I’m sure Marlon Wayans is a funny guy in real life. The exaggerated antics between his character Malcolm and his girlfriend Kisha (played by Essence Atkins) suggest that he probably cracks up his loved ones. An audience, though? Personally his brand of silly left me unfazed.

Beyond the handful of moments where I genuinely laughed at A Haunted House (some of which I’d already seen in the trailer), I spent most of my viewing time as stoic as if I were watching a deadly serious drama. When it did get a reaction out of me, it was more often disgust than smiles.

The joke formula here goes a bit like this:
1) Establish that a joke is happening.
2) When the audience doesn’t react, tell the joke HARDER.
3) Now that you squeezed a smile and a few chuckles out of them, take it way too far.
4) Hope no one walks out of the theater.

A Haunted House

I know I was tempted to depart on more than one occasion. Sometimes it was just due to the futility with which the script repeats its humor. Yes, we get it, the neighbors are swingers. Did we really need multiple scenes throughout the film dedicated to this running gag?

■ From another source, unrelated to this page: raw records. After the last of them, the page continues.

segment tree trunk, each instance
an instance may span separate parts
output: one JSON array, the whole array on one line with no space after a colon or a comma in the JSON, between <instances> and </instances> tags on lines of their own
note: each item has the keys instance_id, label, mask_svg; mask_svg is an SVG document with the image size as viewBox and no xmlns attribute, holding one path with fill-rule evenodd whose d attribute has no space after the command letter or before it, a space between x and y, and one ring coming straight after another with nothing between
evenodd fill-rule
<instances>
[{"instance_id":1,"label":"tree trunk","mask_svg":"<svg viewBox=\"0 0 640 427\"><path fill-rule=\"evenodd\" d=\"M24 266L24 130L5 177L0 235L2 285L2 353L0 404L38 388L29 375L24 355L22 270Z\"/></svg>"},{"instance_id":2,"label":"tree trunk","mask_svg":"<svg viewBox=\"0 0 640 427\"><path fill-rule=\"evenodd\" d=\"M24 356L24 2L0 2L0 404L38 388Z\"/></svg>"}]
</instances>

Worse, A Haunted House descends into some particularly grimey territory when it introduces the flamboyantly gay psychic who has powers “all over his body.” I’m not so touchy that a joke or two about gayness is going to sound the alarm, but by the twelfth time he went for Marlon Wayans' crotch I really had to wonder what they were going for.

A Haunted House

I don’t doubt that someone could spoof Paranormal Activity and do it right, but it was never going to happen here. What’s worse is that the next in the Scary Movie series (itself a Wayans brothers’ joint) seems to be treading a lot of the same ground. At this point, if the competition is a race to the bottom, than A Haunted House has a good head start.